RE: Big blackout. What happened?

In my opinion,the effect of this outage could have been reduced or minimised had power system operators acted promptly to initiate manual load shedding or islanding schemes.Some where some body has goofed up for sure.

RE: Big blackout. What happened?

My 2 cents worth....

After all is said and done, I believe the investigation will show a chain of events and that there will not be 1 single cause of the outage.

From an industry point of view, I believe all the attention to the system will be a positive for the future. I believe utilities will be able to get rate hikes to pay for transmission upgrades/new lines.
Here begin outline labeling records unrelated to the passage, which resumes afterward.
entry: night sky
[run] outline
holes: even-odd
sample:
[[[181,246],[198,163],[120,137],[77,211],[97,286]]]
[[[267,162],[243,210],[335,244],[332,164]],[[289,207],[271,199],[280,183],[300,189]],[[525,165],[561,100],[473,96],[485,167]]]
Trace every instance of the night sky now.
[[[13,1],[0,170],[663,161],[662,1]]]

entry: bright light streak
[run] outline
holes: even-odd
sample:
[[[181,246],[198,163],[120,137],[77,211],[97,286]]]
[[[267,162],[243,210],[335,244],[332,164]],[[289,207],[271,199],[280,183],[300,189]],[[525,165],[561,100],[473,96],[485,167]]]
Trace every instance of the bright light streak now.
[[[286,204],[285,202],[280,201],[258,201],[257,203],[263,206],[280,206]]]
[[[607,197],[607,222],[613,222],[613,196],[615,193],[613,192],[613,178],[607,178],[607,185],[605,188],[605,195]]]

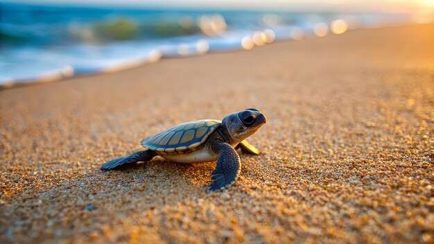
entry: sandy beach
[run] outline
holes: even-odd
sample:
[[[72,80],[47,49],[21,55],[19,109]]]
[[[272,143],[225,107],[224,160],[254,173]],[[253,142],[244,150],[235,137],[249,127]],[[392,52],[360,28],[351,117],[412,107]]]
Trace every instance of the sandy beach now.
[[[0,91],[0,243],[434,243],[433,26],[356,30]],[[268,123],[241,177],[156,157],[177,123]],[[241,153],[241,152],[240,152]]]

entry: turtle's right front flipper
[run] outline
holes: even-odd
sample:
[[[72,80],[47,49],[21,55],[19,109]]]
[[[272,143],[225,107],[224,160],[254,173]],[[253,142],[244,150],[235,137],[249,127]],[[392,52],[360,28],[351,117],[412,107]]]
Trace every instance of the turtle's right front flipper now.
[[[213,150],[220,156],[216,169],[211,173],[211,180],[214,181],[208,187],[210,191],[221,190],[235,183],[241,169],[240,157],[229,144],[215,142]]]
[[[129,155],[128,156],[119,157],[104,164],[104,165],[101,166],[101,170],[110,171],[126,164],[150,161],[153,159],[153,157],[155,157],[156,155],[157,152],[151,150],[136,152],[134,153]]]

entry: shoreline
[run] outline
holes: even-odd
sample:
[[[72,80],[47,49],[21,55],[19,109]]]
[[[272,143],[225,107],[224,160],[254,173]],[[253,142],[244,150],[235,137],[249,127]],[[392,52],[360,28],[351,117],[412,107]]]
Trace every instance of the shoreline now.
[[[0,91],[1,243],[430,243],[432,24],[166,59]],[[241,177],[157,157],[102,173],[140,141],[257,107]]]

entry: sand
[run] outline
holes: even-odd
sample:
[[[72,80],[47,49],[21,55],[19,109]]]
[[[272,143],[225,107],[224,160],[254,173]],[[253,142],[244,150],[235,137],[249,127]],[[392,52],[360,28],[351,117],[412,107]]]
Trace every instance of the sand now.
[[[0,242],[434,243],[433,25],[357,30],[0,91]],[[177,123],[268,123],[215,162],[107,160]],[[241,152],[240,152],[241,153]]]

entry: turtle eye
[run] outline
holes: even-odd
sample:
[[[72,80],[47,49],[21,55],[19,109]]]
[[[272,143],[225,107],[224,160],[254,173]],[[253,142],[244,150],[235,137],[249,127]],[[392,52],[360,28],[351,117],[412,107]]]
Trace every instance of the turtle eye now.
[[[244,124],[244,125],[247,127],[252,126],[254,123],[254,121],[256,120],[254,114],[252,112],[245,110],[243,111],[240,115],[239,118]]]

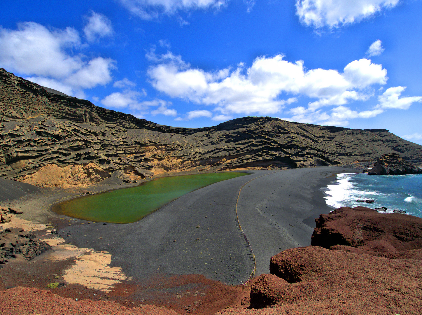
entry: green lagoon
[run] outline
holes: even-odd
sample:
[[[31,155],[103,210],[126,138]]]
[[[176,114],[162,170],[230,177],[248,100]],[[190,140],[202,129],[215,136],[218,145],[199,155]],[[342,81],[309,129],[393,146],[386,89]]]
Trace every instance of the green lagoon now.
[[[54,205],[56,213],[95,222],[131,223],[188,193],[248,175],[227,172],[161,177],[139,186],[83,196]]]

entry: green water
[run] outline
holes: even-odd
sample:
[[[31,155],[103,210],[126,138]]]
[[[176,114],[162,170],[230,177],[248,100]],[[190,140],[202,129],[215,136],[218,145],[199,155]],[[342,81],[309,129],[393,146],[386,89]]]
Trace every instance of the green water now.
[[[55,205],[52,209],[59,215],[95,222],[131,223],[188,193],[247,174],[227,172],[161,177],[135,187],[76,198]]]

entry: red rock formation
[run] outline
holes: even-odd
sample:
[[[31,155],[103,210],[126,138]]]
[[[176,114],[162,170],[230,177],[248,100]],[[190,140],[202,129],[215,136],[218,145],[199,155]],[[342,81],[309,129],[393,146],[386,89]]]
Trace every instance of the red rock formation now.
[[[417,217],[343,207],[320,215],[315,221],[312,246],[352,247],[367,253],[422,248],[422,219]]]

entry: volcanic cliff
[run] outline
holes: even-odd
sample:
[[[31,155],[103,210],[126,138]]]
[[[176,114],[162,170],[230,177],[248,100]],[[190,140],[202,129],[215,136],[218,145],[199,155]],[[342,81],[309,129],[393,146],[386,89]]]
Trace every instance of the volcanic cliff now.
[[[47,91],[48,90],[48,92]],[[157,125],[47,89],[0,68],[0,178],[38,186],[127,182],[162,173],[346,164],[422,146],[385,129],[245,117],[189,129]]]

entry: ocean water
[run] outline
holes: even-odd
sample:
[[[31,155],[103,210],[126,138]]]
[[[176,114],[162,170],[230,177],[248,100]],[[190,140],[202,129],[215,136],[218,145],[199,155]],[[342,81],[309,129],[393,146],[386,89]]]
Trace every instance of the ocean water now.
[[[386,212],[402,210],[422,217],[422,174],[368,175],[366,173],[338,174],[336,180],[322,190],[327,204],[339,208],[358,206],[375,209],[386,207]],[[358,199],[374,202],[357,202]]]

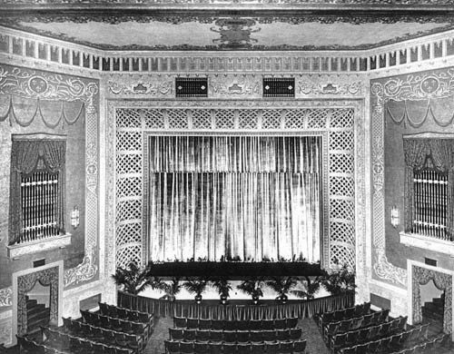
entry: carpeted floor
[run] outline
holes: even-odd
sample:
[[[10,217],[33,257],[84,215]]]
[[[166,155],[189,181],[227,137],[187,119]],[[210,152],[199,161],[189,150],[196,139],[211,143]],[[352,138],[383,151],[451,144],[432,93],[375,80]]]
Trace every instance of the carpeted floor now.
[[[173,326],[171,317],[163,317],[154,323],[154,332],[146,346],[143,354],[164,354],[164,339],[169,338],[169,328]],[[307,339],[307,354],[330,354],[312,319],[298,321],[302,329],[302,339]]]

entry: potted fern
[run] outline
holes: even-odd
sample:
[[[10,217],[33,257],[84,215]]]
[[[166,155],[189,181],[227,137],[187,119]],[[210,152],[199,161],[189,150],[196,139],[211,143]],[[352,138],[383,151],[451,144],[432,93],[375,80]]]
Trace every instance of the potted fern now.
[[[123,286],[123,291],[137,295],[152,285],[149,281],[150,267],[151,263],[142,268],[132,261],[125,268],[118,267],[112,278],[116,285]]]
[[[176,295],[182,290],[183,285],[180,282],[180,278],[173,277],[170,281],[160,281],[158,289],[165,292],[164,298],[168,301],[173,302],[176,300]]]
[[[230,281],[225,278],[212,279],[212,286],[218,291],[221,304],[226,305],[230,290],[232,290]]]
[[[262,278],[252,278],[243,280],[241,284],[237,286],[237,289],[245,294],[252,297],[252,304],[257,305],[259,303],[260,298],[263,296],[263,291],[262,287],[264,284]]]
[[[279,294],[276,298],[278,301],[287,303],[289,300],[287,294],[295,287],[296,279],[293,277],[271,277],[266,281],[266,285]]]
[[[328,274],[323,286],[331,295],[340,295],[344,293],[355,292],[355,273],[349,270],[344,264],[339,271]]]
[[[290,292],[298,298],[305,300],[313,300],[315,293],[320,290],[324,278],[322,276],[315,277],[311,280],[311,277],[304,276],[304,279],[300,280],[299,283],[302,289],[296,289]]]
[[[194,300],[200,304],[202,302],[202,293],[208,286],[208,280],[205,278],[187,278],[183,286],[190,293],[195,294]]]

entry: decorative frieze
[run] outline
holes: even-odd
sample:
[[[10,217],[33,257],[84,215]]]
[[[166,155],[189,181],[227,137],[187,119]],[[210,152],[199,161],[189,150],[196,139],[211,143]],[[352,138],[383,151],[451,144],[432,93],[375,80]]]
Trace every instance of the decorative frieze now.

I also believe that this will spark a public debate over deregulation. In the end, I believe deregulation will be used as a tool to spark reinvestment in the transmission system (note that the rates have to accomodate this) and regional ISO's will be the tool to regulate reliability standards.

In the end, everyone's rates will go up slightly, but that's the price you have to pay for reliable power, in my humble opinion!

RE: Big blackout. What happened?

I haven't seen it mentioned in the posts up to now, but what is the mix of generation types in the affected area? I know there are about six nuclear plants, but what are the rest?

Combustion turbines tend to react badly to dropping frequency because their compressor efficiency falls away so quickly. A drop in frequency of about 3.5% would cause the turbines at this site to dump load by disconnecting from the grid, as an example. If that takes place at a few sites, a cascade will occur unless the transmission system can shed load before the remaining generating plants dump load to protect themselves.

I don't know how a nuclear or hydro plant responds - I guess they are a lot less sensitive.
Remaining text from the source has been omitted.